Submit all three components to the assignment folder.
Deliverables: Cybersecurity for a Successful Acquisition, Slides to Support Executive Briefing
Before you submit your assignment, review the competencies below, which your instructor will use to evaluate your work. A good practice would be to use each competency as a self-check to confirm you have incorporated all of them in your work.
- 1.1: Organize document or presentation in a manner that promotes understanding and meets the requirements of the assignment.
- 1.2: Develop coherent paragraphs or points to be internally unified and function as part of the whole document or presentation.
- 1.3: Provide sufficient, correctly cited support that substantiates the writer’s ideas.

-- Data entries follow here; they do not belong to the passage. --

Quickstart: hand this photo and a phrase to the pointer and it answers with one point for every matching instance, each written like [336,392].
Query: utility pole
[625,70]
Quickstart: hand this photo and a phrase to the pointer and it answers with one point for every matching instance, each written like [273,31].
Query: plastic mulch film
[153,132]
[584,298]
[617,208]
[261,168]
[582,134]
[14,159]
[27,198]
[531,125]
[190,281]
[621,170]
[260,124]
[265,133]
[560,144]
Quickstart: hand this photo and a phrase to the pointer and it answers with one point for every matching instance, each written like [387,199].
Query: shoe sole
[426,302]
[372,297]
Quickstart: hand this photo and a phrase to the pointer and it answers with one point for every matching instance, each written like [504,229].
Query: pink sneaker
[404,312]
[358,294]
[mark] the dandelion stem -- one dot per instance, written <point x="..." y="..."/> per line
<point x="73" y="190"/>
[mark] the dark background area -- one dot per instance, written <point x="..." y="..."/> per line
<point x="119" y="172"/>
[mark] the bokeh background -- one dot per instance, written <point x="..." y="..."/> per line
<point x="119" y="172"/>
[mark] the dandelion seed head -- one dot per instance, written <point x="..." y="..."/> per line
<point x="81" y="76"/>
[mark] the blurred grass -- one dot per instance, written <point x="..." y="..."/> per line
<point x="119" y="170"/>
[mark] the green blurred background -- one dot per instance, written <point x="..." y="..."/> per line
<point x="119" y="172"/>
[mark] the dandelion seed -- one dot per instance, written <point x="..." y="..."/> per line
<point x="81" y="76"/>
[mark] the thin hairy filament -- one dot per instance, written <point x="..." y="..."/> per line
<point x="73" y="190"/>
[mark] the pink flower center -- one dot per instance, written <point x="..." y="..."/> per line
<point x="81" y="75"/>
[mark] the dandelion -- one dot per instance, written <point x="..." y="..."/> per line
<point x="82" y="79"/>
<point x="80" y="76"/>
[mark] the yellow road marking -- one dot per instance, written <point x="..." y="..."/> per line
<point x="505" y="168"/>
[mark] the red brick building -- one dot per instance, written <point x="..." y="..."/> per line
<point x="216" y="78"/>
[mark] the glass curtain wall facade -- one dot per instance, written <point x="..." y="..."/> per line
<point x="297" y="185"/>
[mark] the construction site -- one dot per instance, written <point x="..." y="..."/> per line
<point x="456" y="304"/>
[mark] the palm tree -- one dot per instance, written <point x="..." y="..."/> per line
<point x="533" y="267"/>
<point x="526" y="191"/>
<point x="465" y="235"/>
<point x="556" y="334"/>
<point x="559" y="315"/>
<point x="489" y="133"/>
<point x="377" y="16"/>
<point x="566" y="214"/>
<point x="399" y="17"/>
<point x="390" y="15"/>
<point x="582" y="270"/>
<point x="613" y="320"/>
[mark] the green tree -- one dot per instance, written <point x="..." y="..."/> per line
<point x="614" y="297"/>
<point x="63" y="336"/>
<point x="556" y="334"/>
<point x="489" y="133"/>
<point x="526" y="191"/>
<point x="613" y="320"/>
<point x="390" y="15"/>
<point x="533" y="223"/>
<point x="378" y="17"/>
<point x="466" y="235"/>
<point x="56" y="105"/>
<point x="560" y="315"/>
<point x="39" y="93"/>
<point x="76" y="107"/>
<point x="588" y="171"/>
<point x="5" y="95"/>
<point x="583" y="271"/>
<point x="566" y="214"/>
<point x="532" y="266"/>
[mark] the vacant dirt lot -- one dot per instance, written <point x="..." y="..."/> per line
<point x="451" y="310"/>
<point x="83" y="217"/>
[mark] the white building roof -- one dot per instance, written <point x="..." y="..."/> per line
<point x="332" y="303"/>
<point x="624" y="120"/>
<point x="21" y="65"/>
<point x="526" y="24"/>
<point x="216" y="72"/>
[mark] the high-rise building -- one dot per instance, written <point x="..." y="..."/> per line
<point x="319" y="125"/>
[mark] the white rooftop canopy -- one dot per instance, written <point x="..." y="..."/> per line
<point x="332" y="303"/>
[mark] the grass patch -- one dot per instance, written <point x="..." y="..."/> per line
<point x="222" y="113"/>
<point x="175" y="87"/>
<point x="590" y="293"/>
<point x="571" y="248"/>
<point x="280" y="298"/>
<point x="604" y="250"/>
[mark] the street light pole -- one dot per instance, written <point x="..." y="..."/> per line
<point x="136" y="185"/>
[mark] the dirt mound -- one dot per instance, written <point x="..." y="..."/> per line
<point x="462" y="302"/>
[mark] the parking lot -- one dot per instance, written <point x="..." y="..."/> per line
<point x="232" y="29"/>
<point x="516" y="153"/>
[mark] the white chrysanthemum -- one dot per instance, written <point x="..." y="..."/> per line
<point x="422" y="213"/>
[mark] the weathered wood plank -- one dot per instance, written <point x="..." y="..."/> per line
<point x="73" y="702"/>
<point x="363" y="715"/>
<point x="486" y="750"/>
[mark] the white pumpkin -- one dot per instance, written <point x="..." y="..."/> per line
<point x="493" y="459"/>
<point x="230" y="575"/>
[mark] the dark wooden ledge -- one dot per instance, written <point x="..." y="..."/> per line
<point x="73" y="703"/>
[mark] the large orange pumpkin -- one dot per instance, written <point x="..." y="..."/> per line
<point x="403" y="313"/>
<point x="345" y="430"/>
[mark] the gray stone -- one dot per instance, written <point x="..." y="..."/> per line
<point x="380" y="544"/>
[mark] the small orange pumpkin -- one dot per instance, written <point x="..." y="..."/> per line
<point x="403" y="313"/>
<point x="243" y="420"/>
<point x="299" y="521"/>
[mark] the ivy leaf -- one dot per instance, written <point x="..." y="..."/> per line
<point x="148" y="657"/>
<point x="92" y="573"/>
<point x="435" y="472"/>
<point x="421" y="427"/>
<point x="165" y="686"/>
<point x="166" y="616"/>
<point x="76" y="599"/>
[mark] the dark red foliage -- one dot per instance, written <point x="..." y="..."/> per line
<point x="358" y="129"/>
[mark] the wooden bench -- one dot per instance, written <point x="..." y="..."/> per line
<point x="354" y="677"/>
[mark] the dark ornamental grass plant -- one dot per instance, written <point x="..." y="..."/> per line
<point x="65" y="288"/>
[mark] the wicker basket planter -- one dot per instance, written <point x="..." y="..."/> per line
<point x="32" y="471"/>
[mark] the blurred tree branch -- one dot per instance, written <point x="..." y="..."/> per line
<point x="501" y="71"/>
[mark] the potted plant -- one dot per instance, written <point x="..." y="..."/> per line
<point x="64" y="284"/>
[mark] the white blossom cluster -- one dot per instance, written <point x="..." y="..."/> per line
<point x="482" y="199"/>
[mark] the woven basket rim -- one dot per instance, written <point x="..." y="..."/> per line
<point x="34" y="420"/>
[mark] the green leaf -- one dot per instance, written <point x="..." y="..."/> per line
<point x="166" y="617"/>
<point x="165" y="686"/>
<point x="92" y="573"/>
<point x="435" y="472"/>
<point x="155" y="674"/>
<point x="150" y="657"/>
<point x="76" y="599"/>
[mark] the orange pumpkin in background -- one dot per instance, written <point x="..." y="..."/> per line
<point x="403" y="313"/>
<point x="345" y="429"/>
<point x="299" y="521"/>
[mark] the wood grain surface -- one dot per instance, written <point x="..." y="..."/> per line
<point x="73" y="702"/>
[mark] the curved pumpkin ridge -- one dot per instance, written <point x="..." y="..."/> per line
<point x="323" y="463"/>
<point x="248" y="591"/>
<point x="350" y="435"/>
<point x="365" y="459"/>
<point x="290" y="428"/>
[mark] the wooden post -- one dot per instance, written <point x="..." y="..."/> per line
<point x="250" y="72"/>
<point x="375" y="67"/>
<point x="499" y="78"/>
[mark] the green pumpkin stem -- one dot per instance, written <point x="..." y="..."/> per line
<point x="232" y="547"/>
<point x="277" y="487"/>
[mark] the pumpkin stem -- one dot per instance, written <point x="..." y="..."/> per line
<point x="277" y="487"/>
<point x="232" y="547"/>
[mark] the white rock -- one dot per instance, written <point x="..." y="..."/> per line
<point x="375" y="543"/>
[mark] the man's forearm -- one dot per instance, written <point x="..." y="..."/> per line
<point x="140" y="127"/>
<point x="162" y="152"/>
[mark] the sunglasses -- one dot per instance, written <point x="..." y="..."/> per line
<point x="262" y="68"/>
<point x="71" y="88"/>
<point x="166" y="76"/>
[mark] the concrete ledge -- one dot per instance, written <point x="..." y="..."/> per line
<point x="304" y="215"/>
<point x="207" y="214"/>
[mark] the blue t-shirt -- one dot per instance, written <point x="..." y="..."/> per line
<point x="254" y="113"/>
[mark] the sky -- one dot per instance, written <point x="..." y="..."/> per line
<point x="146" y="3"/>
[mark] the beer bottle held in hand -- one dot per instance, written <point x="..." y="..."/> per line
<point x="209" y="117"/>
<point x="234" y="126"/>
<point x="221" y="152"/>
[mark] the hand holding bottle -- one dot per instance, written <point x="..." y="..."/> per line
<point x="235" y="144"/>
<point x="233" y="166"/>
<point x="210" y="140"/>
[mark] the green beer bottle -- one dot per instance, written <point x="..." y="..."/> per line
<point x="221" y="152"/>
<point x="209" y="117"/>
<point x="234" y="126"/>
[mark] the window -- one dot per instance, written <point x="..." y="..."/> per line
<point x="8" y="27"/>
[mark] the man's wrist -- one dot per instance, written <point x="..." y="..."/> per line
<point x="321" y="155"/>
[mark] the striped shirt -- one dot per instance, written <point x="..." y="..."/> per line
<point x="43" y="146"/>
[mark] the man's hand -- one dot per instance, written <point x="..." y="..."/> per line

- 1.4: Tailor communications to the audience.
- 1.5: Use sentence structure appropriate to the task, message and audience.
- 1.6: Follow conventions of Standard Written English.
- 1.7: Create neat and professional looking documents appropriate for the project.
- 1.8: Create clear oral messages.
- 2.1: Identify and clearly explain the issue, question, or problem under critical consideration.
- 2.2: Locate and access sufficient information to investigate the issue or problem.
- 2.3: Evaluate the information in a logical and organized manner to determine its value and relevance to the problem.
- 2.4: Consider and analyze information in context to the issue or problem.
- 2.5: Develop well-reasoned ideas, conclusions or decisions, checking them against relevant criteria and benchmarks.
- 5.9: Manages and administers integrated methods, enabling the organization to identify, capture, catalog, classify, retrieve, and share intellectual capital and information content.
- 7.3: Knowledge of methods and tools used for risk management and mitigation of risk.
- 8.7: Provide theoretical basis and practical assistance for all aspects of digital investigation and the use of computer evidence in forensics and law enforcement.